まさかこのまま魔の森に向かうのではないか、フーダンの行動に他の中隊長も慌てその意図を聞くが、彼は聖地巡礼と言い、予言の者が生まれたエリス村に向かっている事を明らかにした。
その行動は完全に傭兵隊長の独断であったから、途中に在る都市では略奪を恐れた市民により門を閉じられてしまい、必然的に我々は食糧不足に陥り始めるが、フーダンは陣を張る様に命じて攻城戦を行う構えを見せると、彼と親しい中隊長達も本当にフーダンが変になったと思い始める。
戦闘が始まる直前になって、コーネスからの急使がフーダンの前に現われて食糧の補給を許したので食糧問題は解決し、フーダンもこれに満足して先を進もうとする、しかし、急使は行軍を止めて集結の地へ向かう様に指示するが、フーダンはこれを聞き入れず進軍を続けた。
さらに十日後、コーネスからの指令を受け取った急使が再び現れエリスへ行く事は許可するが、食糧を急には集める事ができないとして、軍を二つに分け其々が別の道を通り目的地を目指す様に伝えて来た。
我々を分断して少ない軍勢に攻撃を仕掛けて来るのではと思い、自分は数の少ない隊の方に入り緊急時に備えていたが、その様な事はなく行軍は安全に行われる。
しかし、食糧に就いてはまだ不満があり、酒保の提供する値段は、彼ら自身の利益や隊長達へ貢分等により、やはり市場で直接買うよりも高価となっている、その事を知っている兵卒達は苛立ちを隠さず、彼らを泥棒だと罵っては乱闘騒ぎを起こし、その度に裁判が行われ行軍が遅れた。
途中であの砦に近い場所を通る。
フラックスに指揮を任せておいて、レイの売春宿を探してみようかと思ったが、恩人であるクウィーが女主人として店に出ている姿を見たくなかった。
頭に大怪我を負った自分を救ってくれた女性、彼女が幸せになってくれていれば良いのだが、人生はそんなに上手くはいかない。
それに前回は見逃してくれたとはいえ、レイが宿の主人の本来の任務として、家令の代理に自分の正体を知らせる可能性もある。
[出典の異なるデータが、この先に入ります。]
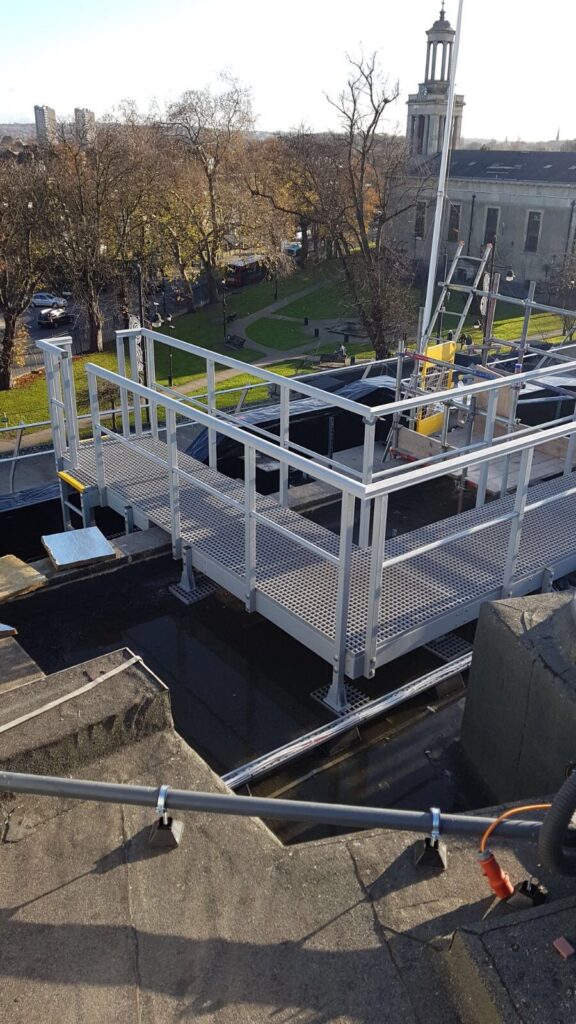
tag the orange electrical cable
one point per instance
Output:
(508, 814)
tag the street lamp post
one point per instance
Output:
(224, 307)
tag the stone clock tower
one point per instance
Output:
(426, 109)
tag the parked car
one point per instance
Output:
(53, 317)
(315, 424)
(48, 299)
それが正しい姿であるのだから、今回も見逃してくれるとは限らないではない。
幾つかの言い訳を考え、軍勢に留まる。
住民の名前を記した名簿も消失し、事実かどうかは判らないが、名も判らない母の遺体はシーダ家の霊廟に収められている。
十数年振りに来たエリスは、焼け落ちた家屋が雨風に晒され朽ち果てようとしていた、生まれた記憶もなければ同年代の友人と遊んだ事もなく、元から荒廃していた故郷だが、今にも消えてしまいそうなその光景を見ると、やはり心穏やかではない。それが作り話だったとしても。
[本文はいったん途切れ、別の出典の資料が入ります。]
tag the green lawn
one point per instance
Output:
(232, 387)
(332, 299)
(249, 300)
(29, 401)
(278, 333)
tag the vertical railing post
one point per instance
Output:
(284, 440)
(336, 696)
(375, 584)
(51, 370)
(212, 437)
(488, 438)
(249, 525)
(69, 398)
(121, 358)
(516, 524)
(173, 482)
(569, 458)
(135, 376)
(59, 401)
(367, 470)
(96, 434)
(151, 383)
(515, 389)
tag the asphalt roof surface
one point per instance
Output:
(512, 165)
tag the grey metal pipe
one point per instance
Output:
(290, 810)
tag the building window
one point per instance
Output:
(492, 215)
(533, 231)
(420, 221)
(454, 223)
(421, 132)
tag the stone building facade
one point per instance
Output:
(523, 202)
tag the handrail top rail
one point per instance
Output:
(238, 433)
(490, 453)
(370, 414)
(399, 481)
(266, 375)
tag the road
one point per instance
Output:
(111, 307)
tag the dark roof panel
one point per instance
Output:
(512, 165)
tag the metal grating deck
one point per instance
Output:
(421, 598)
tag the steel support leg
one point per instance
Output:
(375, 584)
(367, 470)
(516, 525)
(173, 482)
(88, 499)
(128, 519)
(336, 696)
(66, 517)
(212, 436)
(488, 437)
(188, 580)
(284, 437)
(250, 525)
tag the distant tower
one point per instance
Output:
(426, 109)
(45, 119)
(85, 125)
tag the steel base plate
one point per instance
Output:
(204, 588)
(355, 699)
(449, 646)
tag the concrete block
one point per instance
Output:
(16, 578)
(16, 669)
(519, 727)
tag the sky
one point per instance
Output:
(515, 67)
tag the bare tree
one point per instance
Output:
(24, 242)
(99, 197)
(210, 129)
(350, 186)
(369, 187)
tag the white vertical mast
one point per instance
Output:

しかし兵卒の中から涙を流す者や跪いて手を合わせ地面に口付けする者の姿を見ると、哀愁は何処かに消え心に不安とざわめきが残る。
不安感や心に波風が起きる事が多いパルミュラだが、一つ安心した事がある。
フーダンは聖地とされているシーダ家の霊廟に向かうと言っていたのだが、コーネスの使者から金を受け取ると、そのままもう一人のアービエルが待つ閲兵場へ向かう事を決めた。やはり彼は傭兵隊長であった、これまでの行動は金を手に入れ兵卒の信頼を得るためのものだったのだ。
戦況が悪くなり戦いが長引けば給料の支払いは悪くなり、初めの内に金を多くとり貯めておかなければ傭兵の統制を保てなくなるので、武具を持参した者に給料を二倍払う倍給兵を多く登録したり、整列中に兵卒を移動させては数を誤魔化したりして、実数よりも多くの兵員が存在するかのように見せる必要があった。
輜重部隊は明確には存在せず酒保に頼る方式。
食糧以外にも鍛冶屋や戦利品である捕虜や略奪品を買い取る商人に娼婦の一団、それらが部隊の後を馬車や荷車を引き連れ歌いながらお喋りしながら、鍋や武器等の金物が音を鳴らし、家畜の鳴き声が絶えず聞こえる。